[libvirt] blkio cgroup

Sat Feb 19 01:33:14 UTC 2011

On Fri, Feb 18, 2011 at 11:31:37AM -0500, Vivek Goyal wrote:
> On Fri, Feb 18, 2011 at 03:42:45PM +0100, Dominik Klein wrote:
> > Hi Vivek
> > 
> > I don't know whether you follow the libvirt list, I assume you don't. So
> > I thought I'd forward you an E-Mail involving the blkio controller and a
> > terrible situation arising from using it (maybe in a wrong way).
> > 
> > I'd truely appreciate it if you read it and commented on it. Maybe I did
> > something wrong, but maybe also I found a bug in some way.
> 
> Hi Dominik, 
> 
> Thanks for forwarding me this mail. Yes, I am not on libvir-list. I have
> just now subscribed.
> 
> Few questions inline.
> 
> > -------- Original Message --------
> > Subject: Re: [libvirt] [PATCH 0/6 v3] Add blkio cgroup support
> > Date: Fri, 18 Feb 2011 14:42:51 +0100
> > From: Dominik Klein <dk at in-telegence.net>
> > To: libvir-list at redhat.com
> > 
> > Hi
> > 
> > back with some testing results.
> > 
> > >> how about the start Guest with option "cache=none" to bypass pagecache?
> > >> This should help i think.
> > > 
> > > I will read up on where to set that and give it a try. Thanks for the hint.
> > 
> > So here's what I did and found out:
> > 
> > The host system has 2 12 core CPUs and 128 GB of Ram.
> > 
> > I have 8 test VMs named kernel1 to kernel8. Each VM has 4 VCPUs, 2 GB of
> > RAm and one disk, which is an lv on the host. Cache mode is "none":
> 
> So you have only one root SATA disk and setup a linear logical volume on
> that? I not, can you give more info about the storage configuration?
> 
> - I am assuming you are using CFQ on your underlying physical disk.
> 
> - What kernel version are you testing with.
> 
> - Cache=none mode is good which should make all the IO O_DIRECT on host
>   and should show up as SYNC IO on CFQ without losing io context info.
>   The onlly probelm is intermediate dm layer and if it is changing the
>   io context somehow. I am not sure at this point of time.
> 
> - Is it possible to capture 10-15 second blktrace on your underlying
>   physical device. That should give me some idea what's happening.
> 
> - Can you also try setting /sys/block/<disk>/queue/iosched/group_isolation=1
>   on your underlying physical device where CFQ is running and see if it makes
>   any difference.

Dominik,

Apart from setting group_isolation=1, I would also recommend to do some
tests on READS also. Service differentiation is much more visible there.
Why? Because In case of writes I am seeing that there are extended
periods where ther is no IO on underlying device from higher weight
virtual machine. I am not sure what that virtual machine is doing
for that duration but that's what blktrace shows.
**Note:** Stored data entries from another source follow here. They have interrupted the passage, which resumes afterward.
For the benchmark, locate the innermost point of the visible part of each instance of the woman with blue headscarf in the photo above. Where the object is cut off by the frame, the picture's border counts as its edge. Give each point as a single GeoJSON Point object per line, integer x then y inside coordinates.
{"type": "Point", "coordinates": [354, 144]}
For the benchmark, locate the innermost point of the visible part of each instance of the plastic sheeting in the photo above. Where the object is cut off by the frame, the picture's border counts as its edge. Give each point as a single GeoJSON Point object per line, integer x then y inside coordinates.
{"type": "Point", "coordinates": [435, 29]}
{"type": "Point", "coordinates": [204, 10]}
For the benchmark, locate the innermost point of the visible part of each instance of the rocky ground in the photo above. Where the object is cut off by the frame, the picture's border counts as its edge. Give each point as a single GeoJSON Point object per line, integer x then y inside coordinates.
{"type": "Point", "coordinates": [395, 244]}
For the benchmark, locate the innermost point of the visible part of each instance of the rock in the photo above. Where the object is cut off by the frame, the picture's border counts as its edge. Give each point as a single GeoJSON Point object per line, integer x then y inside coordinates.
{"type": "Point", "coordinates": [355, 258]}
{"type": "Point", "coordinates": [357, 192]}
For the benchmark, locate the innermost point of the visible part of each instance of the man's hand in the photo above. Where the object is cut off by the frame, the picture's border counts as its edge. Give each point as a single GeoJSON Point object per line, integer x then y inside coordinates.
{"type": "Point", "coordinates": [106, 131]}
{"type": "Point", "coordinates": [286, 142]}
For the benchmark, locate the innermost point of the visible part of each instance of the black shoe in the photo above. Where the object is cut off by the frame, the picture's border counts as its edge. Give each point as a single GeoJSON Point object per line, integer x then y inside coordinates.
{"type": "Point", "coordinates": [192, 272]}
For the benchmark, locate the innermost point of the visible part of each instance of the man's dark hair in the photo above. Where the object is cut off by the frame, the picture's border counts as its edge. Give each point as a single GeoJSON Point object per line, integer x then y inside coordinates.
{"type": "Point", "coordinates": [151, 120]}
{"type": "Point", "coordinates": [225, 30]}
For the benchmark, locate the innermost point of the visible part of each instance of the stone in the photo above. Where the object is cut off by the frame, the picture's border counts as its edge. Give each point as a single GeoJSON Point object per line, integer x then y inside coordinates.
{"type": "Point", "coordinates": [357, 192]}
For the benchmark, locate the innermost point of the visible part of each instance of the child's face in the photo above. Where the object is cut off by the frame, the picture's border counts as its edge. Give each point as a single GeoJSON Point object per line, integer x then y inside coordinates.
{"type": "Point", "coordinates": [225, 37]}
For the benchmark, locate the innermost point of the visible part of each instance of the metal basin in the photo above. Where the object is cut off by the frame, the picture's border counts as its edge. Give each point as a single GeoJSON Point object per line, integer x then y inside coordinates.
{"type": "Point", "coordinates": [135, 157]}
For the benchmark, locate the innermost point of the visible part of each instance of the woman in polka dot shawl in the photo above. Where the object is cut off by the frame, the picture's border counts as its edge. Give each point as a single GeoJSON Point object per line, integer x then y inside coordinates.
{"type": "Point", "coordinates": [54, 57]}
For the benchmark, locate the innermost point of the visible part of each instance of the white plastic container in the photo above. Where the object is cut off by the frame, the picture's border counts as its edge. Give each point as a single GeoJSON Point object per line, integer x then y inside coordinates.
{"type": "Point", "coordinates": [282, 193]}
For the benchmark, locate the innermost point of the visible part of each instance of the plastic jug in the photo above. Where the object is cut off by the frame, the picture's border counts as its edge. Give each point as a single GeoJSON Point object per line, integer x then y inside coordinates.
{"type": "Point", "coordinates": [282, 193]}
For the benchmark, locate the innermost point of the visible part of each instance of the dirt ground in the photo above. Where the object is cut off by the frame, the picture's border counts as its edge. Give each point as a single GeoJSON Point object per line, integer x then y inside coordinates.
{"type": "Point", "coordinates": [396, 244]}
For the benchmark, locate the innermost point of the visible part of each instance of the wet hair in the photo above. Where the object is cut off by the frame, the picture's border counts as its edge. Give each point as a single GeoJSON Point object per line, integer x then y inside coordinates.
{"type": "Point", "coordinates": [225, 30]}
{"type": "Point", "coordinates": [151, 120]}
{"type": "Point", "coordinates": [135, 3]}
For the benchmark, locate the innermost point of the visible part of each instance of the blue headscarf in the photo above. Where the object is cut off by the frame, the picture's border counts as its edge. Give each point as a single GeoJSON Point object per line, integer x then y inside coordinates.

First I ran READS. Two partitions exported to two virtual machines.

I started, time dd if=/mnt/vdb/testfile of=/dev/zero and as soon as
it finished in first virtual machine, I stopped second virtual machine
job also (manually, there could be better test script or use of fio
tool which allows to run timed tests).

[vm1 ~]# time dd if=/mnt/vdb/testfile of=/dev/zero
3072000+0 records in
3072000+0 records out
1572864000 bytes (1.6 GB) copied, 12.35 s, 127 MB/s

real	0m12.503s
user	0m0.527s
sys	0m2.318s

[vm2 ~]# time dd if=/mnt/vdb/testfile of=/dev/zero
420853+0 records in
420852+0 records out
215476224 bytes (215 MB) copied, 12.331 s, 17.5 MB/s

real	0m12.342s
user	0m0.082s
sys	0m0.307s

Here in the duration of 12 seconds, first VM did 1.6GB of READS (weight
1000) and second VM did 215MB of READS (weight 100).

Then, I did some tests on WRITES and after setting group isolation with
two virtual machines following are the results.

[vm1 ~]# time dd if=/dev/zero of=/mnt/vdb/testfile bs=1M count=1500
1500+0 records in
1500+0 records out
1572864000 bytes (1.6 GB) copied, 6.47411 s, 243 MB/s

real	0m6.711s
user	0m0.002s
sys	0m2.233s

[vm2 ~]# time dd if=/dev/zero of=/mnt/vdb/testfile bs=1M count=1500
388+0 records in
388+0 records out
406847488 bytes (407 MB) copied, 6.68171 s, 60.9 MB/s

real	0m6.739s
user	0m0.002s
sys	0m0.697s

First machine wrote 1.6 GB while second machine wrote 400MB. And some
of it could be lying in second virtual machine's cache and never made
it do disk. So this is significant service differentiation I would
say.

Thanks
Vivek